A calcified polymeric valve for valve-in-valve applications
Introduction
According to epidemiological studies, aortic valve stenosis affects 2–7% of the elderly population (Nkomo et al., 2006). Calcification is by far the major cause of aortic valve stenosis (more than 80%), and among the affected patients, some have certain types of triggering congenital heart defects such as bicuspid valve or a history of rheumatic heart disease (Rayner et al., 2014). Calcific aortic valve stenosis is a progressive disease, which is irreversible and can be fatal if left untreated.

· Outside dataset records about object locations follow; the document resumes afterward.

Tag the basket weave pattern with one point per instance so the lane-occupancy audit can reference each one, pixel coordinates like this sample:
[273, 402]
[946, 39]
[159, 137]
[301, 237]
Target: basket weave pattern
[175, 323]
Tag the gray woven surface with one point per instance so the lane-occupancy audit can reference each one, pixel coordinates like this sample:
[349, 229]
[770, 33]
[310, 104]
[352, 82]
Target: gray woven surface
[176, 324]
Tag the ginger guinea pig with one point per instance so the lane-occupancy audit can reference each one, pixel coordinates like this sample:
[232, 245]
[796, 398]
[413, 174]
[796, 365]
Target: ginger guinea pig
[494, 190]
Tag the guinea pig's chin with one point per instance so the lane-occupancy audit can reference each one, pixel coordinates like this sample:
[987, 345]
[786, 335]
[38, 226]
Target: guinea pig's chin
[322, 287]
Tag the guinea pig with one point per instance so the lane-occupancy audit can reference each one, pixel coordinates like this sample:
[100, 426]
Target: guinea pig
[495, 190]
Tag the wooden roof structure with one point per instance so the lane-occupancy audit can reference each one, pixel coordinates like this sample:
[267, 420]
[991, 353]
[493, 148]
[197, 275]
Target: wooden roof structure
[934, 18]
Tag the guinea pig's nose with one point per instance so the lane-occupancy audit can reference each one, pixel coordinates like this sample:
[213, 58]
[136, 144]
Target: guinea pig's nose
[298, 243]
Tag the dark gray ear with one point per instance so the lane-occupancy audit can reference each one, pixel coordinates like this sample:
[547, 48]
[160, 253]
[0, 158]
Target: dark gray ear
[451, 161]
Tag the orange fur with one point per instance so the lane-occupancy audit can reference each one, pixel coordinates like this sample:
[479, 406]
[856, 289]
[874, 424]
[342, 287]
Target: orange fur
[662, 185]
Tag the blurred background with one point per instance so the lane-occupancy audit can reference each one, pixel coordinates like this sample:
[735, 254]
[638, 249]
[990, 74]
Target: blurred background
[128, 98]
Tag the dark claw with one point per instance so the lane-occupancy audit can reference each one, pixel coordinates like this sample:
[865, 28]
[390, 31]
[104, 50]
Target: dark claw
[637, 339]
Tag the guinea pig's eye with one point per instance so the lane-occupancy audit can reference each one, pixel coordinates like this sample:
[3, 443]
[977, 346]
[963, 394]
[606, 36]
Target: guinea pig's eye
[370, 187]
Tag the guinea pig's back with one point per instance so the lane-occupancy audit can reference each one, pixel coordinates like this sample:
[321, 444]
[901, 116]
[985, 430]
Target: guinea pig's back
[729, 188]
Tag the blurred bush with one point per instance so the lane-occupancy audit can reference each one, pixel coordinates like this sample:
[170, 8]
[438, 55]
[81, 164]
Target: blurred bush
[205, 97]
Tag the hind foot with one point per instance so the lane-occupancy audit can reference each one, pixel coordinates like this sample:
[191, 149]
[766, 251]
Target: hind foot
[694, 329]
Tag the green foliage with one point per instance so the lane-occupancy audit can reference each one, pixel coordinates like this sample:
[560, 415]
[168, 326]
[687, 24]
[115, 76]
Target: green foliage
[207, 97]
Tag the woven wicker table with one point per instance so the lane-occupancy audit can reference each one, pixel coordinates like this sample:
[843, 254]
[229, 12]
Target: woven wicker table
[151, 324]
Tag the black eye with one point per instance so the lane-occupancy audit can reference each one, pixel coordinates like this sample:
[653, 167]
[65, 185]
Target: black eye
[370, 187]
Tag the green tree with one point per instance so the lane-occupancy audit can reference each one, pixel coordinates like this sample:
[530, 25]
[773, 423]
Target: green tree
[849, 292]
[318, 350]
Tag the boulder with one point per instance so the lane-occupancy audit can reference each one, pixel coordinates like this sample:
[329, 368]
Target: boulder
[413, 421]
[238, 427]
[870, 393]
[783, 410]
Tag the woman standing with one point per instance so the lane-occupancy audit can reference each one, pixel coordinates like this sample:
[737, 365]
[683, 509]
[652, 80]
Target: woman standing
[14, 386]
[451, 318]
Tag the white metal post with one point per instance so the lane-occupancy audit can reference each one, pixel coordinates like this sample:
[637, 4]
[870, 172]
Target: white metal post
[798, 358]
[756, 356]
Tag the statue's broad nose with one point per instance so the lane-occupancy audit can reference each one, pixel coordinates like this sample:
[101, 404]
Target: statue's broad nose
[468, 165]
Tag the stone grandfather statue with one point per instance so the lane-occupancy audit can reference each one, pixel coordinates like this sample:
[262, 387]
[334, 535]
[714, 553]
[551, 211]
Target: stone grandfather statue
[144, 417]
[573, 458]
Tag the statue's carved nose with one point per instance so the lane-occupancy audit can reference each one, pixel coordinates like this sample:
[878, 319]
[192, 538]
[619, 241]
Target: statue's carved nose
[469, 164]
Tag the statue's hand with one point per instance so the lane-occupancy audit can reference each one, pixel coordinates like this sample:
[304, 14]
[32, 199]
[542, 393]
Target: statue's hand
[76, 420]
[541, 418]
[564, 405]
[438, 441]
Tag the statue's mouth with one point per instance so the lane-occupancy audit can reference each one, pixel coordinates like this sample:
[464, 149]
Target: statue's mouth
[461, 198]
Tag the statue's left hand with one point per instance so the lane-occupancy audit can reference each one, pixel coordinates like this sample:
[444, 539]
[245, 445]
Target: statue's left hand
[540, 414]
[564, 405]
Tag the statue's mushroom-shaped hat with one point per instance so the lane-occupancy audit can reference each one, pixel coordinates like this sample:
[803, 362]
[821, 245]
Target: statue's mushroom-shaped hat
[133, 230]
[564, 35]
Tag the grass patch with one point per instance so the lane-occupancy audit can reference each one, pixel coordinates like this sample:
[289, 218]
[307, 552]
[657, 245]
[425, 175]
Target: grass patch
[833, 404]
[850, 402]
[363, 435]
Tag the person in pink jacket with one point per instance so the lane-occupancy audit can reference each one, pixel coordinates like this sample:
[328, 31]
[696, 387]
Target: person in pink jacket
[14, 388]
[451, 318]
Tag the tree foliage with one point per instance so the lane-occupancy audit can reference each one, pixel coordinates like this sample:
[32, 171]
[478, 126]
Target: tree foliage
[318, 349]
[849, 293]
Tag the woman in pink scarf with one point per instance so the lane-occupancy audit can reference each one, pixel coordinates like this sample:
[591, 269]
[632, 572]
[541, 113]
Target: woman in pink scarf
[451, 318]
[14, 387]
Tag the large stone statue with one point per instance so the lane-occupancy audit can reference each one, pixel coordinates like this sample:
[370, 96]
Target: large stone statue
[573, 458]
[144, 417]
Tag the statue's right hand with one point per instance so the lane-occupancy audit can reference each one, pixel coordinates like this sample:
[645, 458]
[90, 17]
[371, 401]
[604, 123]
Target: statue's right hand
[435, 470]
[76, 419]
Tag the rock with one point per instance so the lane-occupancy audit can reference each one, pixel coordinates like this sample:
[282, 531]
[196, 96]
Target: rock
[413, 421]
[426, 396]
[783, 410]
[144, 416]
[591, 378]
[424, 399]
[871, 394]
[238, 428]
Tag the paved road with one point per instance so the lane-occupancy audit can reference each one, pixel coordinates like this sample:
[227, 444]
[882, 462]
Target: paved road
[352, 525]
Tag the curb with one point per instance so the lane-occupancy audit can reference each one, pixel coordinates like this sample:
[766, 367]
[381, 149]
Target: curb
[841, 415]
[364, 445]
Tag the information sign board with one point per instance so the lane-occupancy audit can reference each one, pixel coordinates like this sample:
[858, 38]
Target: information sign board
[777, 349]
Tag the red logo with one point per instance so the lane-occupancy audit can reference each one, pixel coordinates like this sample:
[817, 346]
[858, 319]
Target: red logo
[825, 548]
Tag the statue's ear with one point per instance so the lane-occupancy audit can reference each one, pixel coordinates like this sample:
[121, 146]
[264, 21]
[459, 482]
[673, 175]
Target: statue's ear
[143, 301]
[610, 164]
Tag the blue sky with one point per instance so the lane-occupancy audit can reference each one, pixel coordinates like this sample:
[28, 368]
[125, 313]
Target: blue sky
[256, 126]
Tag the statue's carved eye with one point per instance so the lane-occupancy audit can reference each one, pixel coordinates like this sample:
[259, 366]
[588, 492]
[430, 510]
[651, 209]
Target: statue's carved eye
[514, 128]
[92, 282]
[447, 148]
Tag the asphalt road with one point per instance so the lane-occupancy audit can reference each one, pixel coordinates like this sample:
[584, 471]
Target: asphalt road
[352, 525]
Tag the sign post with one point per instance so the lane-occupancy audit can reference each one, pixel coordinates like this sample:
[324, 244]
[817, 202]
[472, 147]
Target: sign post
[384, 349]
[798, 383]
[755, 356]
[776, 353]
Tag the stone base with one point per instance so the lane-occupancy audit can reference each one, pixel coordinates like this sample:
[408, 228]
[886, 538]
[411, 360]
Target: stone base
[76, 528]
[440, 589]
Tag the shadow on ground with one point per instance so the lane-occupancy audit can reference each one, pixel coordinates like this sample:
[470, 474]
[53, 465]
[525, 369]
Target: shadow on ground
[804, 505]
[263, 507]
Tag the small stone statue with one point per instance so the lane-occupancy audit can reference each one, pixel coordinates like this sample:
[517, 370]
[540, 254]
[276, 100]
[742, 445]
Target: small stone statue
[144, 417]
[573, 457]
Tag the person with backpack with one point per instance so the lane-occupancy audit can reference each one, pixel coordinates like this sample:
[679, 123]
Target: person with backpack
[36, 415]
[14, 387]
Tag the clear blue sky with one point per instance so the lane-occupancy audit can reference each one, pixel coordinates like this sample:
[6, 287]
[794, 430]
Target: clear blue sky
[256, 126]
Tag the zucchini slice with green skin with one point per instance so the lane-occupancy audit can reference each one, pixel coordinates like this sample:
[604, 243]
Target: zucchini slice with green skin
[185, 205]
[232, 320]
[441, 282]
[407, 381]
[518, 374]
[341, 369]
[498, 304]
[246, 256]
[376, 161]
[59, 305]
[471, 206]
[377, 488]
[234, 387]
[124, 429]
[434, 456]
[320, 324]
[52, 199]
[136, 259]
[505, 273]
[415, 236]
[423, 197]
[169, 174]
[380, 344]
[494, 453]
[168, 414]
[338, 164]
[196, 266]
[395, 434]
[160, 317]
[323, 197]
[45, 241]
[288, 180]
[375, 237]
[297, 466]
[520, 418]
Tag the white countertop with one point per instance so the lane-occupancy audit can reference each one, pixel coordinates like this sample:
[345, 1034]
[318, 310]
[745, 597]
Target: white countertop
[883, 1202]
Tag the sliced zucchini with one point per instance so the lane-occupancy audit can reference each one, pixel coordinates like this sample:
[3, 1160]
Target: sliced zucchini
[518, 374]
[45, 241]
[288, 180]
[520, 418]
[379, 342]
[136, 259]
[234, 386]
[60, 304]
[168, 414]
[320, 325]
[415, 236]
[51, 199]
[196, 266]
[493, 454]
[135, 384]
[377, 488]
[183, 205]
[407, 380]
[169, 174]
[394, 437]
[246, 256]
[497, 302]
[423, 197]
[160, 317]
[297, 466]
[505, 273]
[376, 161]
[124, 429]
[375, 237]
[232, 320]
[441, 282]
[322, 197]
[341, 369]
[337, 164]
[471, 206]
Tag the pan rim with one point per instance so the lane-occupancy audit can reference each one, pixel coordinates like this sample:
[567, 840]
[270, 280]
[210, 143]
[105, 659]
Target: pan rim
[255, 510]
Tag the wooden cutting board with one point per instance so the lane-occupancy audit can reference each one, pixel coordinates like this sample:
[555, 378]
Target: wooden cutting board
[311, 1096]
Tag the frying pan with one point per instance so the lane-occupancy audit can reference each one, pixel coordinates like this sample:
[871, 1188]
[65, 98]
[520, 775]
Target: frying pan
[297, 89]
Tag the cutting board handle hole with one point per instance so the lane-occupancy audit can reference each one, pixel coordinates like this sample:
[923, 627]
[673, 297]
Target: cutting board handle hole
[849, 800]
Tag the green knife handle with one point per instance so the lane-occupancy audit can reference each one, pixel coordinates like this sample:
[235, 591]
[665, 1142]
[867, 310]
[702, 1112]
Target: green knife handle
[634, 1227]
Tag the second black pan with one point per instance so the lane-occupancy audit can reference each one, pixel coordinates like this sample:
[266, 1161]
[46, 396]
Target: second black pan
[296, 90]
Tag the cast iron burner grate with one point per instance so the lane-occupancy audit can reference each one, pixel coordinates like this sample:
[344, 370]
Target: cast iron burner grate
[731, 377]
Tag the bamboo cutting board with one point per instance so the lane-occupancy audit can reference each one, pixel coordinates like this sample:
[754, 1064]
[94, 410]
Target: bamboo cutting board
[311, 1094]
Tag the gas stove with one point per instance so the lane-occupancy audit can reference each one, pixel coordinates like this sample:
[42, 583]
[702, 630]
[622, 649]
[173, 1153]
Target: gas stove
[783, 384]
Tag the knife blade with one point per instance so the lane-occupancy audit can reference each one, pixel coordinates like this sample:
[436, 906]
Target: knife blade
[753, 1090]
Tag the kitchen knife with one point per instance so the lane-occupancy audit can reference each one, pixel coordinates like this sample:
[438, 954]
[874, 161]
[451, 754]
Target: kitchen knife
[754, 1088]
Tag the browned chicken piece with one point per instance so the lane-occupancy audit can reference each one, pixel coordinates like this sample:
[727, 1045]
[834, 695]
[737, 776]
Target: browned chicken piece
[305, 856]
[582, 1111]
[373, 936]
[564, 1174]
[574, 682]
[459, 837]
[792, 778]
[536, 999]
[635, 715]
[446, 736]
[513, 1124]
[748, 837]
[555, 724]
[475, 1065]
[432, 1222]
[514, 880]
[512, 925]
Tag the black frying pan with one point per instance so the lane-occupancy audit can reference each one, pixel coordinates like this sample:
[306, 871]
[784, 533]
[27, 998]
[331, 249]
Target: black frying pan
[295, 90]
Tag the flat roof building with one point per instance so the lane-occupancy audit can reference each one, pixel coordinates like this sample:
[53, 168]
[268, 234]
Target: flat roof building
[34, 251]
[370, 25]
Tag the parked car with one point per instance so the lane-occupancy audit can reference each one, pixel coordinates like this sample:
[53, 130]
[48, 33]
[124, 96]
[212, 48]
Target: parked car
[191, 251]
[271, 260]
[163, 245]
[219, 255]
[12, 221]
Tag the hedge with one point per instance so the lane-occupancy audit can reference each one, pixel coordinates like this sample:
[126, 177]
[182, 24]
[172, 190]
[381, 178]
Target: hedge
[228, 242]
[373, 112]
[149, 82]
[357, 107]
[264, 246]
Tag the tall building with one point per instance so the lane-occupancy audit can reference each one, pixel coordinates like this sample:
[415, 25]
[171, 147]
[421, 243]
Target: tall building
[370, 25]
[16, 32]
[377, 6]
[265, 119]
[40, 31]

Pharmacotherapy cannot currently prevent valvular calcification or help repair a damaged valve, since the valve tissue is unable to spontaneously regenerate. Thus, aortic valve replacement/repair is the only current available treatment.
The introduction of transcatheter aortic valve replacement (TAVR) has revolutionized heart valve replacement procedures by offering minimally invasive treatment options for patients with high-risk who have been considered unfit for traditional open-heart surgery (Kheradvar et al., 2015a) and more recently for patients with moderate-risk (Leon et al., 2016). A narrow range of FDA-approved transcatheter valves is currently being used in patients with calcific aortic valve stenosis (Kheradvar et al., 2015a). Contrary to the surgically-implantable aortic valves, transcatheter valves are not sewn within the aortic annulus but their stent expands within the native calcific aortic valve and the roughness due to the calcific nodules on the native leaflets provides means to hold the stented valve in place. The patterns of calcific nodules developed on the leaflets are completely random and vary in every patient (Goldbarg et al., 2007).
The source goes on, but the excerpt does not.